Security Vulnerability Reporting
Singapore Commercial Credit Bureau (SCCB) is committed to maintaining the security, availability, and integrity of our digital services. We welcome responsible disclosure of security vulnerabilities so they can be assessed and remediated in a timely manner.
Scope
This programme applies to:
- SCCB websites, including https://www.sccb.sg/
- Public-facing SCCB applications, portals, and APIs operated by SCCB
Third-party systems or services not operated by SCCB are out of scope.
How to Report
If you believe you have identified a security vulnerability, please report it via email:
Subject: [SCCB VDP] Vulnerability Report
Please include:
- A clear description of the issue
- Steps to reproduce (if applicable)
- Supporting evidence (screenshots, logs, proof-of-concept)
- Potential impact assessment
PGP-encrypted submissions are supported and encouraged where possible.
Responsible Disclosure
We ask that reporters:
- Act in good faith and minimise risk or disruption
- Avoid accessing, modifying, copying, or deleting data
- Refrain from denial-of-service testing or social engineering
- Stop testing once the issue has been identified
Legal & Compliance
- This Vulnerability Disclosure Programme does not authorise activities that may be unlawful.

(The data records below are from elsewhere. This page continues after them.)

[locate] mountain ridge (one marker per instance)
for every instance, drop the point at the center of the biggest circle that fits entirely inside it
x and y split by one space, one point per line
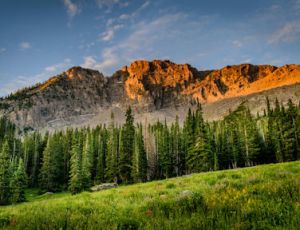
158 87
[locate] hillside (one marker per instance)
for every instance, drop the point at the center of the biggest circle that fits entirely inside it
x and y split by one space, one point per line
262 197
155 89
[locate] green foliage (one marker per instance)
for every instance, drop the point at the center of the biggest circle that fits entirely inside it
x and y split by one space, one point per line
126 147
75 183
263 197
4 173
76 159
18 184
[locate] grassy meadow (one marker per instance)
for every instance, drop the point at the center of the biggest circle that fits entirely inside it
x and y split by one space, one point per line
262 197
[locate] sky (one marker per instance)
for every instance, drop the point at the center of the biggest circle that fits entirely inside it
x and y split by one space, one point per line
42 38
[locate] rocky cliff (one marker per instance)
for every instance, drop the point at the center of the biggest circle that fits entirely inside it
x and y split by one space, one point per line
155 89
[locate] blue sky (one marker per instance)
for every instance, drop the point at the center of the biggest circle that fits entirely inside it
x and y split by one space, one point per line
41 38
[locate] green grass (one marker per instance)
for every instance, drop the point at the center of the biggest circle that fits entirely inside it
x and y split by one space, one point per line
263 197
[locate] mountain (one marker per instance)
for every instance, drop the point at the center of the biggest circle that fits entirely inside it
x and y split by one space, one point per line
155 89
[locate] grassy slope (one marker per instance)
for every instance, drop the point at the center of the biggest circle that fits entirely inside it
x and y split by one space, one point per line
263 197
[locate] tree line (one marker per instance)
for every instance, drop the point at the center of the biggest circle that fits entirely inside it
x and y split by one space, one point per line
76 159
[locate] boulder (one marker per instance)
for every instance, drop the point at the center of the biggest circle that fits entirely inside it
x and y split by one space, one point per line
103 187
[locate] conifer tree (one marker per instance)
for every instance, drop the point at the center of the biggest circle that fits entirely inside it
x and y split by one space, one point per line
18 183
75 182
4 173
86 167
112 159
139 161
126 147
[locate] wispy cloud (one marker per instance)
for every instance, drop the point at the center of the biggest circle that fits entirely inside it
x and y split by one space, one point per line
108 35
107 3
142 37
289 32
24 81
56 67
25 45
108 60
297 4
72 8
2 50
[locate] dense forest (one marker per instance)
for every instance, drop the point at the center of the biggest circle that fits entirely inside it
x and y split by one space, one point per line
76 159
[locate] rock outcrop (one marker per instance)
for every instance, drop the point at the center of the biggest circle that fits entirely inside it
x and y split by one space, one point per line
155 89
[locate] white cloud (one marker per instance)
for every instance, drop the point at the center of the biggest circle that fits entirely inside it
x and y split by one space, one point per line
24 81
25 45
21 82
237 43
297 4
108 60
106 3
2 50
72 8
58 66
145 5
109 34
124 16
287 33
140 41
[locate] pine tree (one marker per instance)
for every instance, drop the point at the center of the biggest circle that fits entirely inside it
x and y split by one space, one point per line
75 182
18 183
139 162
86 167
4 173
51 174
126 147
112 159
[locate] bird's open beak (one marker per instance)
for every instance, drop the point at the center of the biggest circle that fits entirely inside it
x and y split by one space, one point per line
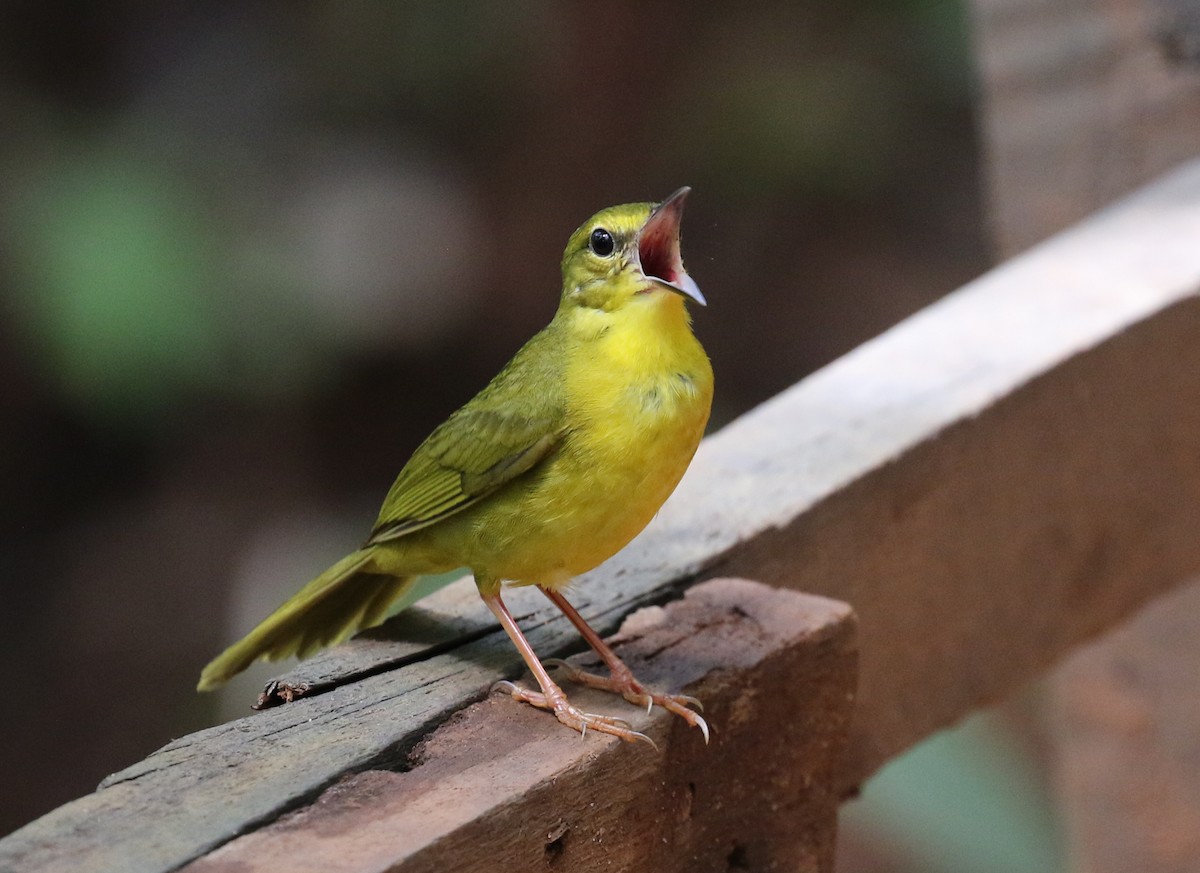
658 248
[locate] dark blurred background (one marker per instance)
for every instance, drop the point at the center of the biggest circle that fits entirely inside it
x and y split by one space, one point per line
252 252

- All testing and reporting must comply with applicable Singapore laws, including the Computer Misuse Act 1993 and the Personal Data Protection Act 2012 (PDPA).
- Please do not submit personal data unless it is strictly necessary to demonstrate the vulnerability, and do not publicly disclose vulnerabilities without SCCB’s prior written consent.
- Nothing in this programme limits SCCB’s right to take appropriate action in response to unlawful activities.
Our Commitment
SCCB will:
- Acknowledge vulnerability reports within a reasonable timeframe
- Assess and prioritise confirmed issues based on risk
- Take remediation actions where appropriate
This programme does not offer monetary rewards.